Scenario 4: Health Insurance and Health
(a) Threats:
- Errors-in-variables bias (measurement error) in the independent variable. If 10% of respondents misreport their insurance status, $insured_i$ is measured with classical measurement error.
- Students may also identify simultaneous causality (healthier people may be more likely to have jobs that provide insurance, and insurance may improve health) and omitted variable bias (income, education, and health behaviors are correlated with both insurance and health outcomes).
- All three are defensible, but the scenario is written to highlight measurement error.
(b) Direction of bias:
- Measurement error in a binary independent variable causes attenuation bias — the coefficient is biased toward zero. The true effect of insurance on health is likely larger in magnitude than 0.9.
- Key point for students: Classical measurement error in X always biases the coefficient toward zero, regardless of the sign of the true effect.
(c) Solutions:
- Use administrative records on insurance coverage (e.g., insurer enrollment data) instead of self-reports to eliminate measurement error.

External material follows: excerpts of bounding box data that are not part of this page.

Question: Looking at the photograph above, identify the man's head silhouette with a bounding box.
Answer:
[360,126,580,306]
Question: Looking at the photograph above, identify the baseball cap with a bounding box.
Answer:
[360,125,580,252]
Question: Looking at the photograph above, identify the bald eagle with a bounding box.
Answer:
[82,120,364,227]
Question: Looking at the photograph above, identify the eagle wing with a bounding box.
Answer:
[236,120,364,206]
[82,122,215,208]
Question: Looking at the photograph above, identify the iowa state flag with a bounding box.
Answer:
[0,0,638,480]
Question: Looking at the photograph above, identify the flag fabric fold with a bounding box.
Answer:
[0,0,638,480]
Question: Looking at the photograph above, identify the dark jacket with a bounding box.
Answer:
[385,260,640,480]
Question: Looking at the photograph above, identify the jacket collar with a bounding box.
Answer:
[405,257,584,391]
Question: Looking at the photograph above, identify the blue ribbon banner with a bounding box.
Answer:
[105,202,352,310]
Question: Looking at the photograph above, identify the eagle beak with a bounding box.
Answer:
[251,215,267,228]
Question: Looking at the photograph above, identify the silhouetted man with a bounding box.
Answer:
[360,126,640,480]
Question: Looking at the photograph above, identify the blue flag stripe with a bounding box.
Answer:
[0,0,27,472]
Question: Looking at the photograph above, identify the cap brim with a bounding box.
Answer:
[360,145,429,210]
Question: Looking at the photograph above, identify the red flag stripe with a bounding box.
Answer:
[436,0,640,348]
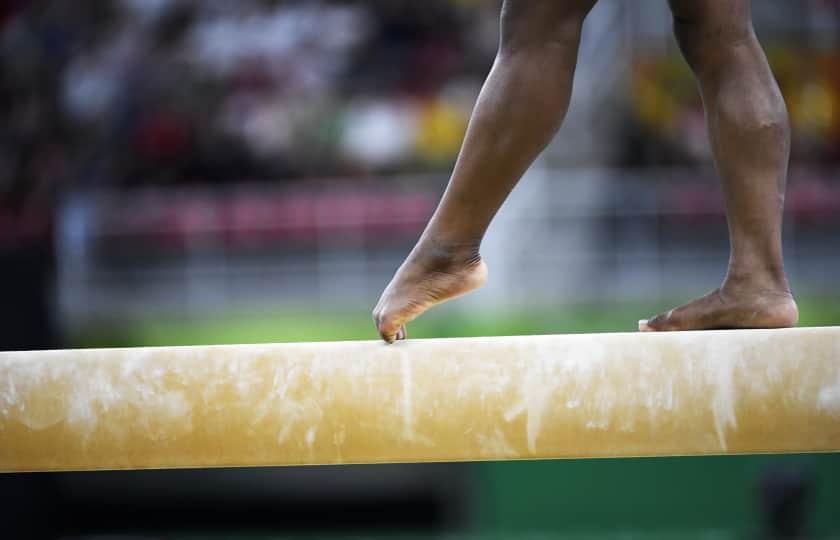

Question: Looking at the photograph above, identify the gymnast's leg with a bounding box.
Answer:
[639,0,798,330]
[373,0,595,342]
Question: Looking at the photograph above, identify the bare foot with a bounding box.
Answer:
[639,282,799,332]
[373,244,487,343]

- Use an instrumental variable (e.g., Medicaid eligibility cutoffs, employer mandate thresholds).
- Reference for discussion: The Oregon Health Insurance Experiment randomly assigned Medicaid access.
Scenario 5: Advertising and Sales
(a) Threats:
- Simultaneous causality bias is the primary threat. The company explicitly allocates more advertising to stores with strong prior sales. Revenue drives advertising spending, not just the reverse.
- Omitted variable bias may also be present: store location quality, local economic conditions, and management quality affect both revenue and the advertising budget allocated.
(b) Direction of bias:
- Upward bias. Stores with high revenue receive more advertising budget, creating a positive feedback loop. The coefficient of 5.2 overstates the true causal return to an additional dollar of advertising.
(c) Solutions:
- Randomly assign advertising budgets across stores (an A/B test or field experiment).
- Use an instrumental variable for advertising spending that is unrelated to store performance (e.g., random variation in local media costs).
- Use lagged advertising spending (from two or more quarters ago) as the independent variable to break the contemporaneous simultaneity, though this does not fully resolve the problem if the allocation rule is persistent.